In our study, the use of HCQ of patients with possible or confirmed COVID-19 was similar to that of those patients without infection (73.3% versus 72.2%, p = NS). Moreover, the median dose of HCQ was similar in both groups. In fact, several trials have demonstrated the lack of efficacy of HCQ as both pre-exposure and post-exposure prophylaxis against SARS-CoV2 infection [4, 5].
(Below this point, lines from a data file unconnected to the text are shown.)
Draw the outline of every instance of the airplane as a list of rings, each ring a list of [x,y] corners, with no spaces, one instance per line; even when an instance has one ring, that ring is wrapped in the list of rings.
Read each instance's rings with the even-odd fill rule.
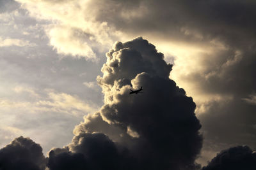
[[[141,86],[141,87],[139,90],[137,90],[133,91],[133,90],[132,90],[130,89],[130,90],[131,91],[131,92],[130,92],[130,94],[138,94],[138,93],[142,93],[142,92],[140,92],[142,90],[143,90],[143,89],[142,89],[142,86]]]

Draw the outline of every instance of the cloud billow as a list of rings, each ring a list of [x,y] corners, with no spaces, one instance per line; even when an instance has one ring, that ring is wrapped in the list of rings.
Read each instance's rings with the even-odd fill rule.
[[[195,162],[202,145],[196,104],[169,78],[172,66],[163,55],[138,37],[115,43],[106,56],[103,76],[97,77],[104,104],[75,127],[71,143],[45,158],[38,144],[16,138],[0,150],[0,169],[200,169]],[[141,87],[143,93],[129,94]],[[202,169],[237,165],[250,170],[254,162],[254,152],[237,146]]]
[[[141,37],[116,42],[106,55],[97,78],[104,105],[75,128],[64,151],[50,152],[50,169],[76,162],[75,169],[193,169],[201,125],[192,98],[168,78],[172,65]],[[129,94],[141,86],[143,94]]]
[[[0,150],[1,170],[44,170],[46,162],[41,146],[22,136]]]

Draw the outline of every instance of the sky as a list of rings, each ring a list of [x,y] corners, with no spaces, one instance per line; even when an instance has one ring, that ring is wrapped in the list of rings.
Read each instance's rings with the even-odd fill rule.
[[[1,0],[2,168],[255,169],[255,8]]]

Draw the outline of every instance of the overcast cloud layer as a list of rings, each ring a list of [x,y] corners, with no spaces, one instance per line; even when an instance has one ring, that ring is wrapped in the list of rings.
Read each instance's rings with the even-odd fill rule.
[[[202,125],[204,139],[202,157],[198,161],[205,164],[216,152],[230,146],[246,145],[255,150],[255,1],[17,0],[2,1],[0,4],[2,113],[12,113],[10,106],[13,103],[17,110],[13,113],[19,113],[22,106],[30,106],[29,113],[40,110],[37,115],[44,120],[38,122],[48,130],[52,128],[44,122],[52,119],[49,116],[54,113],[54,120],[61,120],[62,127],[54,135],[49,134],[60,138],[56,136],[65,125],[70,125],[70,131],[82,115],[102,104],[94,79],[104,62],[102,53],[116,40],[143,36],[164,53],[166,61],[174,62],[170,78],[184,88],[196,104],[195,112]],[[144,69],[150,75],[161,77],[164,74],[162,69],[154,73],[154,66],[145,67],[133,71],[132,76]],[[107,71],[110,68],[104,69]],[[117,76],[131,78],[125,68],[119,71]],[[105,103],[112,97],[107,85],[115,81],[111,75],[98,78],[104,87]],[[125,85],[127,81],[120,83]],[[31,99],[29,96],[35,97],[35,94],[36,102],[44,101],[46,107]],[[56,105],[60,98],[52,98],[53,94],[72,99]],[[96,104],[86,110],[79,107],[77,111],[76,106],[68,106],[76,100],[85,106]],[[52,108],[50,112],[49,107]],[[47,116],[44,114],[46,108]],[[66,116],[63,114],[66,111],[76,115],[79,113],[79,116]],[[4,124],[1,127],[4,142],[1,145],[20,134],[36,136],[39,142],[44,140],[35,135],[37,130],[31,131],[38,128],[35,124],[37,115],[33,115],[32,120],[28,120],[25,113],[17,115],[4,114]],[[106,115],[100,118],[100,115]],[[109,117],[108,112],[98,113],[86,120],[113,119],[108,123],[114,124],[123,120],[122,117]],[[10,123],[13,120],[24,120],[26,123]],[[55,120],[51,122],[53,127],[58,124]],[[113,128],[121,132],[125,124],[118,124],[121,129],[108,128],[105,122],[100,125],[106,127],[104,133],[117,140],[119,137],[109,132]],[[93,127],[90,132],[96,129]],[[29,133],[24,132],[29,129]],[[129,129],[131,134],[137,136],[138,132],[134,132],[132,127]],[[71,136],[70,133],[68,138]],[[62,136],[67,139],[65,132]],[[48,148],[52,145],[48,143]]]

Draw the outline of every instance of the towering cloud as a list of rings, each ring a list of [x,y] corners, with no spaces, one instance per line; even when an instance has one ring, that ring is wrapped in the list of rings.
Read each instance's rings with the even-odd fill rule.
[[[172,65],[141,37],[116,42],[106,56],[97,78],[104,105],[75,128],[72,143],[50,152],[50,169],[194,169],[201,125],[192,98],[169,79]]]

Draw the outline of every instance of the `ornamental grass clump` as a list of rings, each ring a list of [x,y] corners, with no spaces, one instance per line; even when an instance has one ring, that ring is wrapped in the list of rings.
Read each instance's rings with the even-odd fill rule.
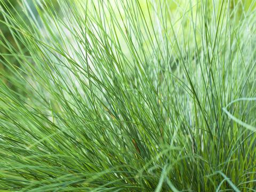
[[[0,189],[256,191],[255,7],[0,0]]]

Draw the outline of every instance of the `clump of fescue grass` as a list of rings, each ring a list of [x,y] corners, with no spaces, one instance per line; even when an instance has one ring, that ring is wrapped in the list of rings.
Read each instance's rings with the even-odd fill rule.
[[[0,189],[256,189],[255,1],[0,2]]]

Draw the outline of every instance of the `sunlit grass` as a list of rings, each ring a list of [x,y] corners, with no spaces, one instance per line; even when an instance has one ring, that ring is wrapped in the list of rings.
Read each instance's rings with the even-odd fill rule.
[[[0,2],[1,189],[255,191],[255,1]]]

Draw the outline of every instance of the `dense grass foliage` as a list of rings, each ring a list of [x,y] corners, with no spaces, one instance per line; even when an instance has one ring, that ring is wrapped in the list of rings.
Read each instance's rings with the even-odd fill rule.
[[[255,191],[255,3],[0,0],[0,189]]]

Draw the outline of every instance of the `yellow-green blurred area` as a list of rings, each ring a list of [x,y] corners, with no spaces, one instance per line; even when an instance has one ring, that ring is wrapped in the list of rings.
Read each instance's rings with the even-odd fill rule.
[[[135,1],[139,3],[133,3]],[[37,16],[39,19],[39,15],[37,12],[34,4],[36,3],[50,3],[55,7],[61,6],[61,1],[33,1],[33,0],[2,0],[1,5],[1,13],[0,19],[2,21],[0,23],[0,33],[1,45],[0,46],[0,69],[4,70],[4,62],[6,62],[3,59],[3,57],[9,57],[10,62],[13,63],[15,62],[17,58],[15,57],[11,57],[11,53],[9,51],[10,47],[6,46],[4,42],[7,41],[11,43],[11,44],[13,46],[17,52],[22,52],[23,54],[29,54],[29,53],[27,53],[26,47],[22,45],[22,43],[19,42],[18,37],[15,36],[13,33],[11,33],[10,29],[7,27],[6,23],[5,23],[6,18],[5,14],[19,14],[25,20],[27,20],[29,18],[26,16],[26,14],[24,13],[25,7],[29,6],[35,15]],[[86,2],[84,0],[74,0],[70,1],[70,3],[76,5],[77,10],[80,10],[81,15],[85,13],[85,7],[87,7],[89,12],[91,11],[91,14],[94,17],[97,17],[96,14],[93,15],[93,13],[97,10],[97,4],[99,2],[103,2],[100,1],[90,0]],[[5,2],[6,6],[4,6]],[[149,31],[151,33],[148,33],[147,30],[144,30],[145,34],[147,34],[147,37],[145,38],[145,45],[146,46],[147,41],[149,41],[151,38],[161,38],[161,35],[163,33],[167,34],[169,36],[172,36],[173,33],[171,32],[172,29],[174,30],[175,35],[179,37],[179,35],[181,36],[181,38],[185,36],[187,37],[187,39],[186,41],[189,41],[190,36],[188,29],[186,31],[186,28],[191,29],[192,23],[196,23],[195,20],[196,19],[196,15],[202,11],[201,6],[205,6],[205,11],[206,12],[201,12],[200,14],[204,14],[205,15],[205,20],[209,23],[212,22],[215,18],[218,18],[218,14],[220,14],[220,10],[222,7],[222,12],[229,11],[230,13],[230,17],[234,18],[234,21],[239,22],[241,17],[245,17],[246,12],[248,11],[252,11],[255,7],[255,1],[254,0],[230,0],[227,1],[197,1],[197,0],[134,0],[132,1],[122,1],[122,0],[108,0],[104,1],[106,4],[106,10],[98,10],[99,13],[104,14],[105,19],[111,20],[115,17],[115,19],[119,22],[122,26],[123,24],[125,23],[125,17],[129,15],[130,17],[133,17],[134,21],[136,21],[137,25],[140,23],[147,23],[147,27],[148,27]],[[9,5],[7,6],[7,5]],[[221,6],[222,7],[221,7]],[[34,9],[33,9],[34,7]],[[96,7],[96,9],[95,9]],[[112,10],[109,10],[110,7]],[[132,10],[133,9],[133,10]],[[58,9],[57,9],[58,10]],[[61,12],[60,9],[60,12]],[[163,11],[164,10],[164,11]],[[201,10],[201,11],[200,11]],[[141,18],[139,19],[137,17],[137,12],[141,11],[143,13],[144,17],[143,19]],[[27,10],[25,12],[27,12]],[[192,14],[191,14],[191,13]],[[63,17],[65,13],[60,13],[60,15],[62,15]],[[223,14],[224,15],[224,14]],[[226,14],[227,15],[227,14]],[[163,19],[164,18],[164,19]],[[192,19],[193,18],[193,19]],[[192,21],[193,19],[193,21]],[[223,18],[225,20],[225,18]],[[131,20],[130,20],[131,22]],[[148,24],[148,23],[150,23]],[[197,23],[199,23],[197,21]],[[10,25],[11,23],[9,23]],[[123,25],[123,28],[119,29],[118,33],[121,33],[120,30],[125,31],[127,33],[134,33],[132,32],[132,25],[134,23],[130,23],[130,28],[128,26],[125,26]],[[127,24],[128,25],[128,24]],[[172,27],[173,28],[172,29]],[[183,30],[180,30],[181,27],[182,28]],[[143,30],[141,30],[143,33]],[[186,34],[187,33],[187,34]],[[145,34],[142,34],[145,35]],[[197,33],[197,35],[200,36],[200,33]],[[193,38],[193,37],[191,37]],[[136,40],[136,39],[135,39]],[[122,42],[122,39],[121,38],[120,41]],[[171,39],[167,39],[171,42]],[[183,40],[185,41],[185,40]],[[174,45],[173,45],[174,46]],[[125,49],[125,46],[124,47]],[[175,49],[175,47],[174,47]],[[123,50],[125,53],[125,50]],[[13,56],[13,55],[12,55]]]

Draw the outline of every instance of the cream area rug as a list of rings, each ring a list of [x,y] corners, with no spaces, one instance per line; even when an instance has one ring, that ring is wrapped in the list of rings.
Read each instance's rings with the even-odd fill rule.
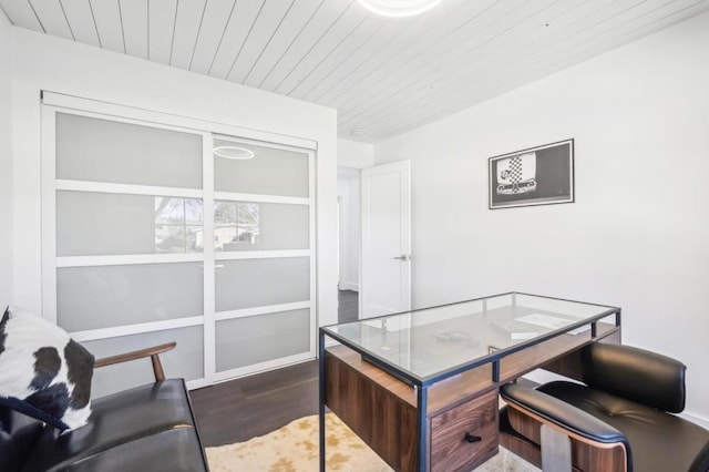
[[[335,414],[326,415],[327,470],[389,472],[392,469]],[[213,472],[314,472],[319,466],[318,415],[305,417],[246,442],[206,448]],[[476,469],[482,472],[534,472],[537,468],[500,448]]]

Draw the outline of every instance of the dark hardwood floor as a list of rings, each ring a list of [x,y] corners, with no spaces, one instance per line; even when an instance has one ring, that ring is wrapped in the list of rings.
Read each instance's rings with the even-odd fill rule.
[[[357,291],[339,291],[339,322],[357,320]],[[318,412],[318,362],[218,383],[189,396],[205,447],[246,441]]]
[[[315,360],[189,392],[205,447],[242,442],[318,412]]]

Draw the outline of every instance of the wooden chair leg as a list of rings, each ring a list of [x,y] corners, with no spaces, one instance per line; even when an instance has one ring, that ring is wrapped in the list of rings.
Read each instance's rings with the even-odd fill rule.
[[[153,374],[155,374],[155,381],[162,382],[165,380],[165,372],[163,371],[163,365],[160,361],[160,356],[151,356],[151,361],[153,362]]]

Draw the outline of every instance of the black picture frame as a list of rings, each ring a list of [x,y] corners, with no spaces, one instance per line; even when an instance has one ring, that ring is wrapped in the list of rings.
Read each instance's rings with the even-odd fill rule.
[[[574,140],[490,157],[490,209],[573,203]]]

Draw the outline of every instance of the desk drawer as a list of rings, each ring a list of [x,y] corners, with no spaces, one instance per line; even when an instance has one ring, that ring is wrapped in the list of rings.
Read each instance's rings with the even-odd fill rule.
[[[431,471],[471,470],[495,455],[497,418],[496,390],[431,418]]]

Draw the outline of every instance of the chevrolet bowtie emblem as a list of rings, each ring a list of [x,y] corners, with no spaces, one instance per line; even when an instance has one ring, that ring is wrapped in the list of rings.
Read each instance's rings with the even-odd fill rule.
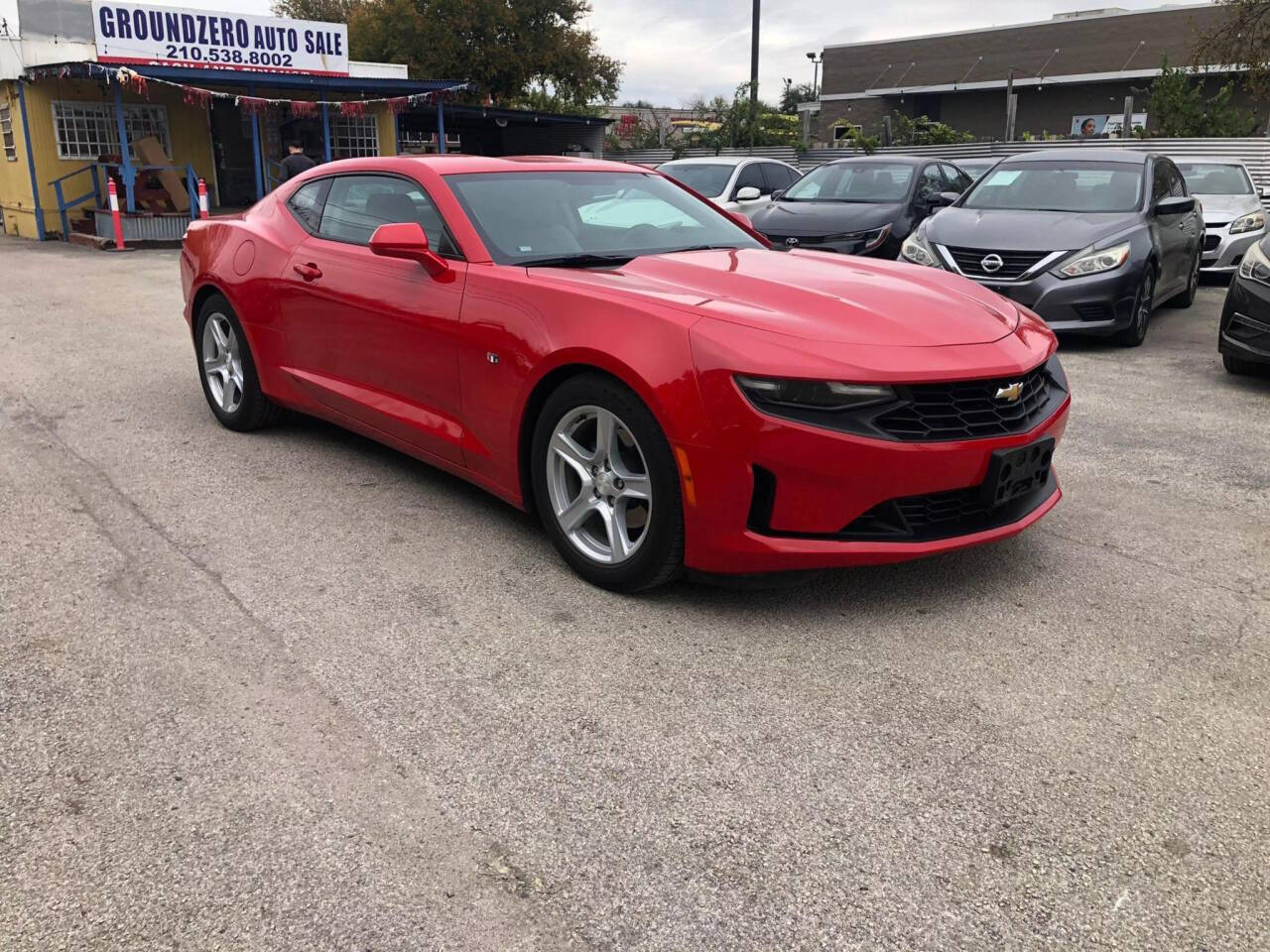
[[[1019,397],[1024,395],[1024,383],[1019,381],[1017,383],[1011,383],[1008,387],[1001,387],[997,390],[997,400],[1006,400],[1011,404],[1017,404]]]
Our study has some limitations. First, the majority of SLE patients have a long-term, stable, and clinical inactive disease at the moment of analysis. In fact, 88% of them fulfilled the definition of lupus low activity disease state and only 23 (5.7%) patients were treated with a daily prednisone dose higher than 5 mg. It is possible that a population with more severe disease may have a more severe outcome. However, more than half of the analyzed patients were treated with immunosuppressant agents. Second, given the lockdown and the lack of updated laboratory values, to calculate SLEDAI, we have used the values from previous laboratory tests plus the clinical information obtained at the telephone survey. Third, the higher incidence of possible cases in SLE patients should be interpreted with caution. Some of the clinical manifestations associated to COVID-19 are nonspecific and may be due to other causes. Fourth, the majority of telephone surveys were filled by three final year students of the Faculty of Medicine and Health Sciences of University of Barcelona. However, before the present study, they were included in the medical teams in charge of COVID-19 patient care after receiving the corresponding training. Therefore, they were able to recognize the clinical manifestations associated to this viral infection and in case of doubt, senior authors (GE, SPG) discussed case by case. Fifth, due to limited availability of tests for antibodies to SARS-CoV-2 in our setting, true incidence of COVID-19 is unknown, mainly to confirm the possible clinical cases and to identify asymptomatic patients. In addition, SARS-CoV-2 RT-PCR in nasopharyngeal swab samples were performed in only 12 out of 400 (0.03%) SLE patients, including the 4 confirmed cases of COVID-19. The deficits in COVID19 testing in the beginning of the pandemic may skew the confirmed cases towards sicker patients as the ones with milder symptoms/asymptomatic infection were less likely to seek medical care. Finally, telephone surveys were performed during 5 weeks with different date completions. Cases of patients already interviewed could have been lost if the symptoms appeared after the date of survey completion. However, at the time of survey, patients were asked to contact the investigators if they developed suggestive symptoms of COVID-19 during the following weeks.

In the light of the results of the present study, the incidence of COVID-19 in SLE patients with stable and clinical inactive disease is low and, in our cohort, all cases with confirmed infection recovered.